26th September 2023 – (Hong Kong) On Monday, Mixin Network, a cryptocurrency firm, revealed that hackers had stolen approximately US$200 million from their platform, making it the largest crypto theft of the year so far. The incident occurred early on Saturday, and Mixin attributed the breach to an attack on the database of their network’s cloud service provider.
Mixin, headquartered in Hong Kong, operates as a network for digital asset transfers and boasts a user base of one million individuals. The company took to the social media platform X (formerly Twitter) to inform users that while withdrawals were temporarily disabled, transfers were unaffected. Services will resume once the vulnerabilities are addressed, and Mixin plans to announce a solution for handling the lost assets.
The stolen amount of US$200 million ranks the hack as the tenth largest crypto theft in history based on the volume of cryptocurrency stolen. Additionally, it marks the most significant incident in the crypto space in 2023, according to Elliptic, a blockchain research firm.
Last year, hackers managed to pilfer cryptocurrencies worth up to US$3.8 billion, making it the worst year on record for such thefts, as reported by blockchain researchers Chainalysis.
The Mixin team has engaged the assistance of leading blockchain security company SlowMist and the Google Cloud platform to conduct an ongoing investigation into the hack. The collaboration aims to identify the culprits responsible and assess the impact on the network.
Despite the substantial breach, Mixin’s core cryptocurrency, XIN, has not experienced a significant decline.
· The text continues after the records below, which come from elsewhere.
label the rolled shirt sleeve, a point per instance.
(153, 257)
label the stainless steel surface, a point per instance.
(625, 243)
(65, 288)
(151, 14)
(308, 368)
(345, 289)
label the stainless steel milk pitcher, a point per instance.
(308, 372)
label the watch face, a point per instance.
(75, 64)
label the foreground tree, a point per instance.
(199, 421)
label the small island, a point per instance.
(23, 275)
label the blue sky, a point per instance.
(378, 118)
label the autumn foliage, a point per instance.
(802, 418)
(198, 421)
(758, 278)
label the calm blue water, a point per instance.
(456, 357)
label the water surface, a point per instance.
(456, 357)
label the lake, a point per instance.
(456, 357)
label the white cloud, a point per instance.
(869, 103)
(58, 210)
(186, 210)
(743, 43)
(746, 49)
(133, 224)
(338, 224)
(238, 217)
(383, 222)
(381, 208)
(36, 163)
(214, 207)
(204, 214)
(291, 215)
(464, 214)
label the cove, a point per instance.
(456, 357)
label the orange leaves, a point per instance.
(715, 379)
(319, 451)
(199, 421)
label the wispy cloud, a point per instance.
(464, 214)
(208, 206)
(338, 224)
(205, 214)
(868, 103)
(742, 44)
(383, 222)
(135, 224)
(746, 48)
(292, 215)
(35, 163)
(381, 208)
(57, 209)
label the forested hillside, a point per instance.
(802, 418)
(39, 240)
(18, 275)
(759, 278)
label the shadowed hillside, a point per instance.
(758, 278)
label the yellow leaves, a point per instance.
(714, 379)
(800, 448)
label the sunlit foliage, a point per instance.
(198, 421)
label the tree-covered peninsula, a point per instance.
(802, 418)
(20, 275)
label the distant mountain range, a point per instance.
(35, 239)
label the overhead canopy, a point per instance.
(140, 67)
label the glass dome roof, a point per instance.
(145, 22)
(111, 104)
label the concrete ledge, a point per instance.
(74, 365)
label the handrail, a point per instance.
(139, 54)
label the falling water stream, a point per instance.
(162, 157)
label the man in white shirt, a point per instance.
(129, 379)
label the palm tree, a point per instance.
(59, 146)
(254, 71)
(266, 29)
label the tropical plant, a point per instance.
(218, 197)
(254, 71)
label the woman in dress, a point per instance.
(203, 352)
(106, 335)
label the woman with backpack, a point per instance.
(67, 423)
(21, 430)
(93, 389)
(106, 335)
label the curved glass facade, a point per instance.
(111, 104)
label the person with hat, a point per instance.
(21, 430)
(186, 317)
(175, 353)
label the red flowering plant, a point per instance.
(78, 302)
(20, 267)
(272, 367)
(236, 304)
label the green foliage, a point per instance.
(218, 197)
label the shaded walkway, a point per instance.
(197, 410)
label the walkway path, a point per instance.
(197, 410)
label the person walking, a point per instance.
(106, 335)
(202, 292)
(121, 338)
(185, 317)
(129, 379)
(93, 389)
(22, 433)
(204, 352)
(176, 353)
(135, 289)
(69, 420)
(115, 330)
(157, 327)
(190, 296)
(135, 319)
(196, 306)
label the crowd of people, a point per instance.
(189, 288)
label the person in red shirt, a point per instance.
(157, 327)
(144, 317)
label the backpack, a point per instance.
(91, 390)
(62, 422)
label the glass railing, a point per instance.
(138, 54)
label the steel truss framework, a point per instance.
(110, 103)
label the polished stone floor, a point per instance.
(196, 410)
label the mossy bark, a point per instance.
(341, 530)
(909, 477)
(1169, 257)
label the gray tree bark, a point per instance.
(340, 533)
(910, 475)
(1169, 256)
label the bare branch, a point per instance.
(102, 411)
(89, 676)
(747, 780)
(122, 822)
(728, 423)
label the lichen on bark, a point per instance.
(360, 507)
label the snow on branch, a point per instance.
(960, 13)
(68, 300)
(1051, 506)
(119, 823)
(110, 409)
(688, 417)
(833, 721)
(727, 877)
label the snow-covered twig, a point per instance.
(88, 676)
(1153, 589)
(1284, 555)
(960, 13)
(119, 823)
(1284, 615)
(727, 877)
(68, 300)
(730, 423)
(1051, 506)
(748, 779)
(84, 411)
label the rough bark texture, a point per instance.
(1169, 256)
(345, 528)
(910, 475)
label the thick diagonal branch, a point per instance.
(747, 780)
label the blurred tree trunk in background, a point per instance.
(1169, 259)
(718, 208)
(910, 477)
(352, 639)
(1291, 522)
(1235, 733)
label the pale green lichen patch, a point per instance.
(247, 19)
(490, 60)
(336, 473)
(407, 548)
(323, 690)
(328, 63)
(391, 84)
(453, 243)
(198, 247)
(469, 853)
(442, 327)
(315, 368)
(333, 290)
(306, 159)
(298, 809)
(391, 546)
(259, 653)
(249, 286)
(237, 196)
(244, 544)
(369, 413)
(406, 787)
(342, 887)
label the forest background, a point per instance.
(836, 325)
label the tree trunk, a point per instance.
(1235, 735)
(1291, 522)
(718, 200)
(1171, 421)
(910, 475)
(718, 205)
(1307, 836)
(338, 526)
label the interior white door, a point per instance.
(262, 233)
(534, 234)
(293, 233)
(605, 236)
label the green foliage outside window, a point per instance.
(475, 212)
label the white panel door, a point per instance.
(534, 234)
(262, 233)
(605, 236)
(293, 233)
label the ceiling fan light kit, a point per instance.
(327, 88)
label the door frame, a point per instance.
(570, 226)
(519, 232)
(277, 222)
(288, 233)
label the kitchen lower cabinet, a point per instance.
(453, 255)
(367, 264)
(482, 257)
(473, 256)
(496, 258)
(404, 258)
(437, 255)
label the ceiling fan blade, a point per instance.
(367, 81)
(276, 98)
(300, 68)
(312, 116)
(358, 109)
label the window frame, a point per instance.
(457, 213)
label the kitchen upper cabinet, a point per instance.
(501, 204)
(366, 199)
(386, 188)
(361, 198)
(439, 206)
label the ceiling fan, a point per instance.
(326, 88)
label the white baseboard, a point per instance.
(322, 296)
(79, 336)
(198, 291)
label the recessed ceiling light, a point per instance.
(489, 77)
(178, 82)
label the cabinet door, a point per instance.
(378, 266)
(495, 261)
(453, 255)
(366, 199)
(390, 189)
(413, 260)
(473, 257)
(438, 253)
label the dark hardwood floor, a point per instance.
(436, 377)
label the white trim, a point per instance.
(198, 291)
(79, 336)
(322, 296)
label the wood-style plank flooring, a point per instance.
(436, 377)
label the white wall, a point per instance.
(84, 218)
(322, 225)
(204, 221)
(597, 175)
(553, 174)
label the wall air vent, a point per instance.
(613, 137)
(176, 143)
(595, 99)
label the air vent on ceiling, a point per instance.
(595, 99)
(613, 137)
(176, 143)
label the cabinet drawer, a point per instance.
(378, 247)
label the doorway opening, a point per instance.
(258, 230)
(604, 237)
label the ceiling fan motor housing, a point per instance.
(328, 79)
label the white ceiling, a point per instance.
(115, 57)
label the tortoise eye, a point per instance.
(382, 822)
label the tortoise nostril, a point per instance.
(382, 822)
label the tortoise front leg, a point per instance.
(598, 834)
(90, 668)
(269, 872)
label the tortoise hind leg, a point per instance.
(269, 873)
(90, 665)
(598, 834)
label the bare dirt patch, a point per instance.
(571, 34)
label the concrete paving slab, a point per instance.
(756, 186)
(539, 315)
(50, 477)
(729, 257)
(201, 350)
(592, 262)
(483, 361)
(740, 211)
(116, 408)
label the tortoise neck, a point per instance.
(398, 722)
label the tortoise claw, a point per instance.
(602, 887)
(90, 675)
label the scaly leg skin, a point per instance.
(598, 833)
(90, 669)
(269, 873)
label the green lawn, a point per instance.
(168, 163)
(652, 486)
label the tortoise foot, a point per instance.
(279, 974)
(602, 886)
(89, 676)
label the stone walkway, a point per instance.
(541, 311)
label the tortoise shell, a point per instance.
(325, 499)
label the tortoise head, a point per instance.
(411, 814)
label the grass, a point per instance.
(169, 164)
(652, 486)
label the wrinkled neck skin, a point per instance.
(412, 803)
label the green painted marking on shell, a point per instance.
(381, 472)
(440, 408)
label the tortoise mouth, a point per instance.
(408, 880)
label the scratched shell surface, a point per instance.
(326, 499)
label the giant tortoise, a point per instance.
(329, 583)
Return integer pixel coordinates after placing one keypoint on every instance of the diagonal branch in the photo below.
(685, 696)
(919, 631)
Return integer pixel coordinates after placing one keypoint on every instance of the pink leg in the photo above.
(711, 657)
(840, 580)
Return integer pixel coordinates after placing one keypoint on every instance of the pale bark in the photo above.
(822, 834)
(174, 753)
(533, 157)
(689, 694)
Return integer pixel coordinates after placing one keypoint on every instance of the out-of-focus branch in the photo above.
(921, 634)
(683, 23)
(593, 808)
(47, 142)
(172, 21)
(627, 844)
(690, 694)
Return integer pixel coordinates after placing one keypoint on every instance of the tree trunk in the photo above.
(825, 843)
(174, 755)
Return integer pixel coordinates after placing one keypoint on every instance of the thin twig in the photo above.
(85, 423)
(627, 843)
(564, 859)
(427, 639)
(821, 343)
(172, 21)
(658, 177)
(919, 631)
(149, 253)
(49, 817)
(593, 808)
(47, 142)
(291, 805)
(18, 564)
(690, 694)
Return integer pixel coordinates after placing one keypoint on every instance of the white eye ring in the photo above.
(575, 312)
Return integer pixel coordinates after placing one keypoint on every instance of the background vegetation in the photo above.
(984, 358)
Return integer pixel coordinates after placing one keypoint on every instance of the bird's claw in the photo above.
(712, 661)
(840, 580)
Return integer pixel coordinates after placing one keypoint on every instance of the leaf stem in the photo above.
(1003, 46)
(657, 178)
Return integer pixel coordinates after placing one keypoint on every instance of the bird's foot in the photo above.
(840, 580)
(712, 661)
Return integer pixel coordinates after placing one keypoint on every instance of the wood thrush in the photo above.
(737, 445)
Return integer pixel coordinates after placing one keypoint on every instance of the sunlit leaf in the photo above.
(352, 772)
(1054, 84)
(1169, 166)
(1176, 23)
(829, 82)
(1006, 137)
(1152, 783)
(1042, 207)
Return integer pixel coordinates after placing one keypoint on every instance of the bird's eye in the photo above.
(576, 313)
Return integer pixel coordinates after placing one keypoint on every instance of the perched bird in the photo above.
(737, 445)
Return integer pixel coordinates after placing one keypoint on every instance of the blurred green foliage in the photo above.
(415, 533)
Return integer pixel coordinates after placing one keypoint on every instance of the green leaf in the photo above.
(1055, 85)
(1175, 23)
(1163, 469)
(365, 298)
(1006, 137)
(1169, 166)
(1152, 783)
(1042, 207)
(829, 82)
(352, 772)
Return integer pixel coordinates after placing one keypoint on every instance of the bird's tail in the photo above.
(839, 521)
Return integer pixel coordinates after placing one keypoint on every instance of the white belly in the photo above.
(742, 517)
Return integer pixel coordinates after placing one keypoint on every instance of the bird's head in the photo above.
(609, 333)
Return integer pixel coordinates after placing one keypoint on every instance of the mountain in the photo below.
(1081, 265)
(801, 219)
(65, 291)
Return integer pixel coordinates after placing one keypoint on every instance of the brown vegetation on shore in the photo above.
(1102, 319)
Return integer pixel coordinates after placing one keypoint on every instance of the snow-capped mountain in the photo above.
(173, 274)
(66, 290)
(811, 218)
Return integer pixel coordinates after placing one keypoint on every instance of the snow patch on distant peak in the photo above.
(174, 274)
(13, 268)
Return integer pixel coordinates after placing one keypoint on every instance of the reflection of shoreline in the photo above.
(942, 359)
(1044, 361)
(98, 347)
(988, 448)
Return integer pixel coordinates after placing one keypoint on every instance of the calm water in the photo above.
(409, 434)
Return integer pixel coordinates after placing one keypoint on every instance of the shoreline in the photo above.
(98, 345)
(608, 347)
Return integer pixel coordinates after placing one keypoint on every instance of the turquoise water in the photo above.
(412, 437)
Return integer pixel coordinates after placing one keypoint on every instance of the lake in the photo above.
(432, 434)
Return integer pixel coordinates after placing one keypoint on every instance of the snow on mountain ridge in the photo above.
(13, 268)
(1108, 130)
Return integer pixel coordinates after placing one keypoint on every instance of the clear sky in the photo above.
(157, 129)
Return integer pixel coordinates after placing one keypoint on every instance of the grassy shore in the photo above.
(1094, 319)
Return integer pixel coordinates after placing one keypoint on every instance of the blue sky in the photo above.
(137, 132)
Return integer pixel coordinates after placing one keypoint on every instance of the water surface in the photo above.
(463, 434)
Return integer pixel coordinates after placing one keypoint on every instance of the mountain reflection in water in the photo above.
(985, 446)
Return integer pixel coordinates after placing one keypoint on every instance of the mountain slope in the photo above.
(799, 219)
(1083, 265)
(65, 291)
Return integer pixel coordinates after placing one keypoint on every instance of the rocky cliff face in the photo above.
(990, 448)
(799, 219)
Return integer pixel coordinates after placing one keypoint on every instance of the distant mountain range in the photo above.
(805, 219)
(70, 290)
Currently, the XIN token has seen a 6% decrease in value, trading at around US$193 on exchanges, approaching its lowest point in 2023. Notably, key network metrics have remained relatively stable due to the suspension of operations, with an aggregated Total Value Locked (TVL) of US$394 million, positioning Mixin Network among the top 10 smart contract platforms.
Various theories have emerged within the crypto community regarding the nature of the attack. Some speculate that a cloud service provider may have been responsible for the security of key storage, while others mockingly refer to “database issues” that allegedly led to the substantial loss of assets. Additionally, discussions about a potential North Korean hacker or insider manipulation, known as a “rug pull,” are circulating on X.